Diese Vorgänge lassen sich meist selb­st von den Beteiligten nicht mehr kom­plett rekon­stru­ieren. Umso weniger darf man dann eine sachgerechte Beurteilung von Insti­tu­tio­nen wie Anwäl­ten, Gericht­en und exter­nen Sachver­ständi­gen erwartet. Hier lässt man sich auf ein Glücksspiel ein. Anders – und ein wenig philosophis­ch­er – aus­ge­drückt: es gibt einen Punkt, an dem es nicht mehr die Wahrheit über den Ver­trag und das, was darin vere­in­bart war gibt, son­dern ganz viele Wahrheit­en.

Die Ver­mei­dung von Prob­le­men muss daher im Vor­feld anset­zen, schon bei Ver­tragsver­hand­lung und Ver­tragss­chluss. Es geht nicht anders, auch wenn es lästig erscheint:

  • Die Parteien müssen gemein­sam Kri­te­rien entwick­eln, wann eine ver­trags­gemäße Leis­tung vor­liegt, Las­ten- und Pflicht­en­hefte, Leis­tungs­beschrei­bun­gen, Mile­stone-Pläne o.Ä. erstellen; das ist let­ztlich wichtiger als ein aus­ge­feil­ter juris­tis­ch­er Text­teil des Ver­trages.

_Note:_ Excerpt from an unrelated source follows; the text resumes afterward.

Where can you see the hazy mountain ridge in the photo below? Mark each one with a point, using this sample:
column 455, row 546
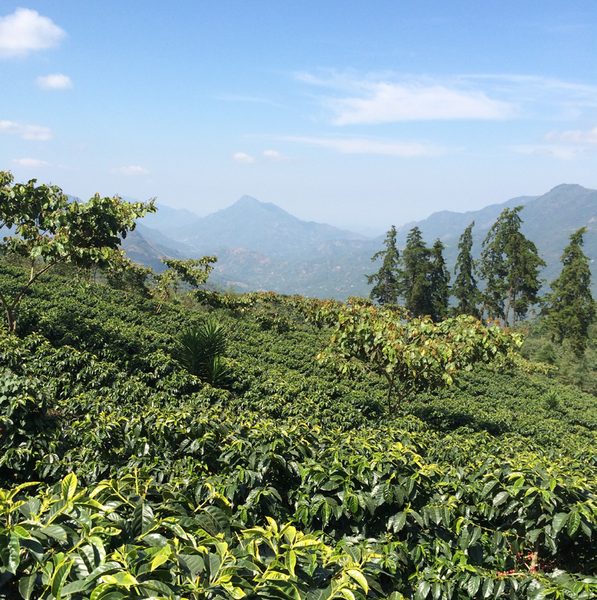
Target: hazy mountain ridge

  • Es muss klar getren­nt wer­den zwis­chen Auf­tragser­weiterun­gen (die es in jedem IT-Pro­jekt gibt) und Män­gelbe­sei­t­i­gung (etwas, das beauf­tragt wurde, geht nicht). Erstaunlicher­weise geschieht ger­ade das nie.

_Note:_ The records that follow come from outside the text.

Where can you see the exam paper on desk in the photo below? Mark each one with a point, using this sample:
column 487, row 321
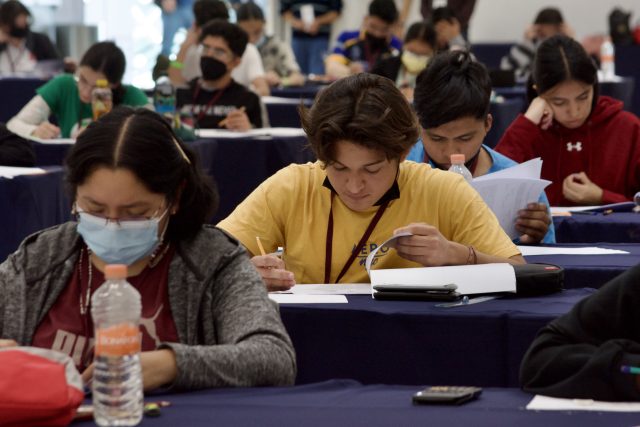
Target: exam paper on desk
column 11, row 171
column 307, row 299
column 546, row 403
column 544, row 250
column 329, row 289
column 222, row 133
column 469, row 279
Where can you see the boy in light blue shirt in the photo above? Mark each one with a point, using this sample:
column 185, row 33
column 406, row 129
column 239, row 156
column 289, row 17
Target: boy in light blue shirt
column 452, row 100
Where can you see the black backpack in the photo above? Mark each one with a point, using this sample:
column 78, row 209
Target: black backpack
column 619, row 29
column 14, row 150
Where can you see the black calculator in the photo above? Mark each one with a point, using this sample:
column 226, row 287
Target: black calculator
column 446, row 395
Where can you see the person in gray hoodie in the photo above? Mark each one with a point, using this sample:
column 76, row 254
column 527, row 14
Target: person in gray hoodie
column 142, row 200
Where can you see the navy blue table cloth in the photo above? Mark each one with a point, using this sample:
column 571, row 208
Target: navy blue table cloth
column 347, row 403
column 618, row 227
column 16, row 92
column 591, row 270
column 30, row 203
column 416, row 342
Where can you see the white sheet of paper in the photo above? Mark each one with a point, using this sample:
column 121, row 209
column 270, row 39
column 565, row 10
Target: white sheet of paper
column 11, row 171
column 506, row 196
column 529, row 169
column 546, row 403
column 330, row 289
column 591, row 250
column 308, row 299
column 222, row 133
column 470, row 279
column 54, row 141
column 307, row 14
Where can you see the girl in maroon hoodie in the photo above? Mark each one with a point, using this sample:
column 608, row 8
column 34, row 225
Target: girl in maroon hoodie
column 589, row 145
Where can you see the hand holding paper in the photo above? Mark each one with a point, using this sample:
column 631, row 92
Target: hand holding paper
column 426, row 245
column 273, row 272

  • Ver­tragsän­derun­gen soll­ten nur schriftlich oder schriftlich bestätigt erfol­gen kön­nen, schon der Nach­weis­barkeit hal­ber.
  • Die Parteien müssen sich auf eine klare, vornehm­lich durch ein schriftlich­es Pro­tokoll begleit­ete Abnah­me­proze­dur eini­gen, die dann auch tat­säch­lich einge­hal­ten wird. Was abgenom­men wurde gilt (wenn nicht ver­steck­te Män­gel vor­liegen) dann als Erfül­lung des Ver­trages, d.h. wenn hier weit­ere Wün­sche kom­men, stellen diese klar eine weit­ere Beauf­tra­gung dar.

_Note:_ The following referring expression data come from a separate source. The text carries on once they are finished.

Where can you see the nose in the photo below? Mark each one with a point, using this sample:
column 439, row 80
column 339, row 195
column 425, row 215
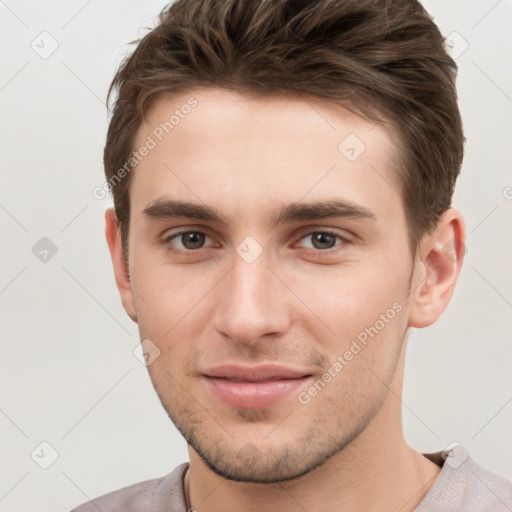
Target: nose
column 252, row 303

  • Ger­ade für den Fall von Prob­le­men muss der Ver­trag Lösun­gen vorse­hen, die nicht eskalieren, son­dern de-eskalieren. Zurück­be­hal­tungsrechte etwa auss­chließen und stattdessen Zahlun­gen an Treuhän­der vorse­hen, wenn (ver­meintlich, das ist ja immer ger­ade stre­it­ig) eine Partei Pflicht­en ver­let­zt.
  • Zulet­zt muss – abseits des rechtlichen – die Kom­mu­nika­tion zwis­chen den Parteien immer offen bleiben. Ziehen sich die Beteiligten zurück, wech­seln Ansprech­part­ner zu oft, bricht der Kom­mu­nika­tions­fluss ab, läutet das oft die End­phase des Pro­jek­ts ein.